Arrow-right Camera
The Spokesman-Review Newspaper
Spokane, Washington  Est. May 19, 1883

Making a difference


Karen Jean Matsko Hood proofs one of her books at the Whispering Pine Press Inc. office in Spokane Valley. Hood is active in the foster-care program, an advocate for children and is working on her doctorate at Gonzaga University. 
 (Liz Kishimoto photos/ / The Spokesman-Review)

Karen Jean Matsko Hood is devoted to children and not just the dozen who live in her home. She has been a foster parent for several years and has adopted six children. She writes children’s books and is working on a Ph.D. in leadership studies with an emphasis on child abuse and neglect. She also volunteers as a court-appointed advocate for children.

“There’s a huge need there,” she said. “You’re their voices and ears in the court.”

She also writes cookbooks and poetry. Her poems were published in 65 different journals before she got up the courage to publish her first volume of poetry. She favors nature and social issues, particularly children’s issues, as her topics.
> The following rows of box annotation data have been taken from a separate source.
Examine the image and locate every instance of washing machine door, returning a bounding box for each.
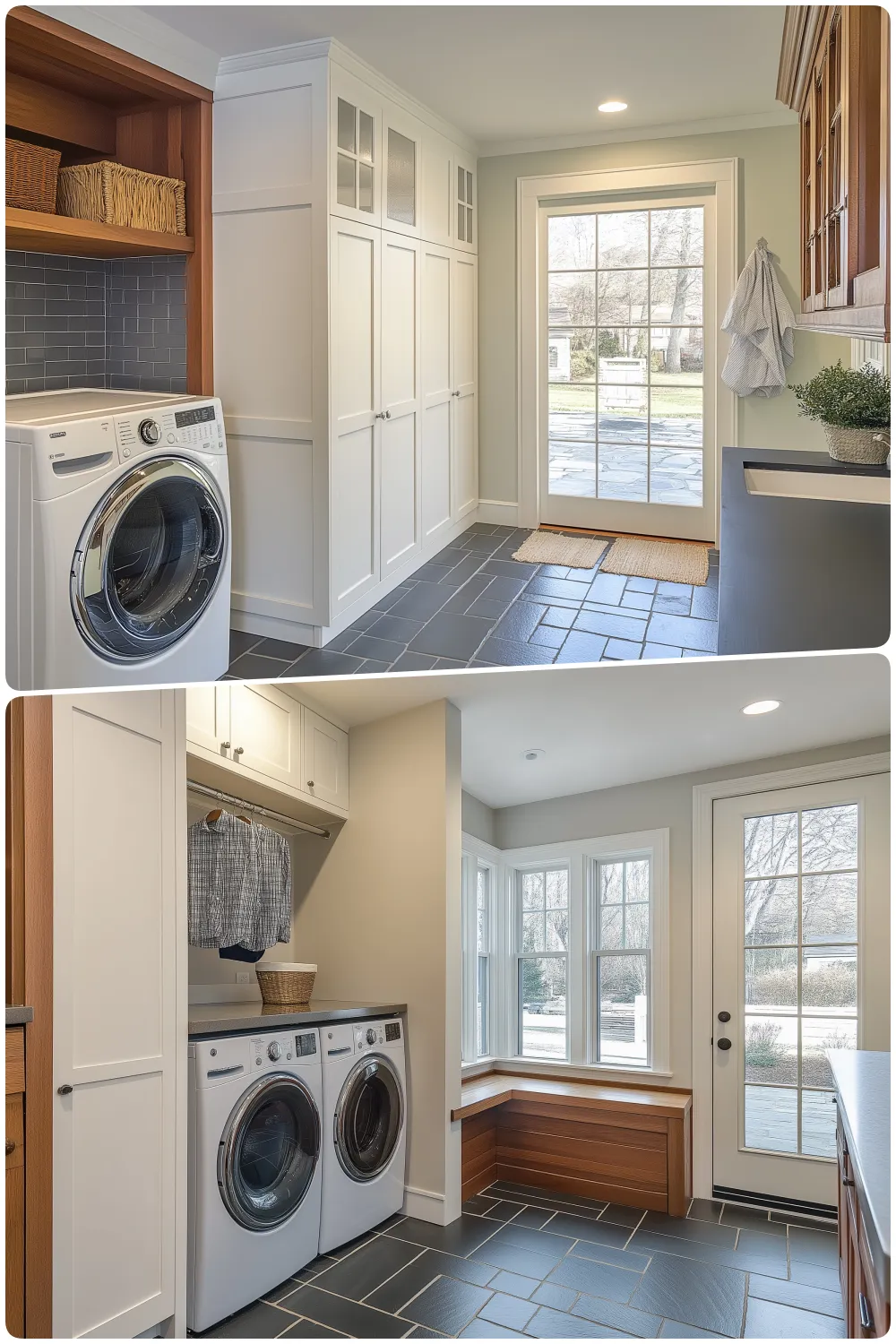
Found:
[333,1055,403,1182]
[218,1073,321,1233]
[71,457,227,663]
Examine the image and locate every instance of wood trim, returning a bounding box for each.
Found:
[22,695,52,1339]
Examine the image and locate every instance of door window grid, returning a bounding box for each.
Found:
[516,866,570,1059]
[592,859,651,1069]
[547,206,704,507]
[336,99,375,215]
[743,804,858,1160]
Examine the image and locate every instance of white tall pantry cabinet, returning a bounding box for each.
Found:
[212,40,478,645]
[52,691,186,1339]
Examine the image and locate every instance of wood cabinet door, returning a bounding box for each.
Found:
[229,682,304,790]
[452,253,479,523]
[302,707,348,811]
[420,239,455,546]
[52,691,186,1339]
“If something’s bothering her, she writes a poem about it,” said her husband, Jim Hood.

Hood began dreaming about becoming an author when she was in the seventh grade. She pushed the dream aside repeatedly, becoming a school teacher instead.

But after teaching in the Virgin Islands and Iowa and doing substitute teaching in Iowa and Spokane Valley, she had a moment of clarity. “I realized life was going by quickly,” said Hood, 52. She knew that if she wanted to write, she had better get started.

She began writing full time in 1999. Since then she has created a book about her family tree and prepared workbooks and activity books for children. She’s written about Icelandic horses, which she breeds.

But her devotion is to kids, particularly foster children. “It was something I thought I could never do,” she said of becoming a foster parent. “It was only after I had a large family that I felt secure enough as a parent.”

There are different kids of foster parents. Some offer short-term care and others provide emergency care, for example, when police bust a methamphetamine lab and need to place the children somewhere immediately.

“We signed up for long-term care because we wanted to make a difference.”

The couple has five children of their own and six adopted children. A foster child is also currently staying with them. Originally told they couldn’t have children, the couple began looking into adoption. That started them on the road that would lead to being foster parents. “Once you pass that decision that you can adopt, your whole mindset changes,” she said.

Her husband, who works as a dentist, shares her passion for foster children. Often the children just want to be hugged and held, he said. “We’ve got plenty of laps in our family,” he said.

Hood’s next book will be an introduction to foster care and how people can get involved. She also plans a similar book on adoption. “I’m a child advocate,” she said. “Anything regarding children.”

She fits her writing in during spare moments in the day, carrying a tablet with her wherever she goes. Her husband said she’s often up at 3 a.m. to write in the quiet hours before the kids get up. “Our house is not the quietest house in town,” he said.

Hood is discovering that it can be difficult to keep up with so many projects and causes. “When people call, it’s hard to say no,” she said. “We’re at the stage of our life where we need to simplify. I need to focus.”

Her husband is in awe of her energy. “She runs on overdrive all the time,” he said. “I just kind of follow along in her wake. The more she takes on, the more effective she is.”

He does agree that she should scale back a bit. “She can’t do all the things she’s got planned, I think, unless she lives to be 400 or 500 years old.”

“She gets very involved with her interests,” said Dan O’Connell, marketing assistant for Hood’s publisher, Whispering Pines Press. “She has a need, a drive, to put these ideas down on paper. She is a woman who is driven by her passions.”

The one thing she doesn’t plan to stop is her work with foster children. As long as she and her husband are healthy enough to do it, they will. “As they (children) go to college, it opens up a bedroom,” she said.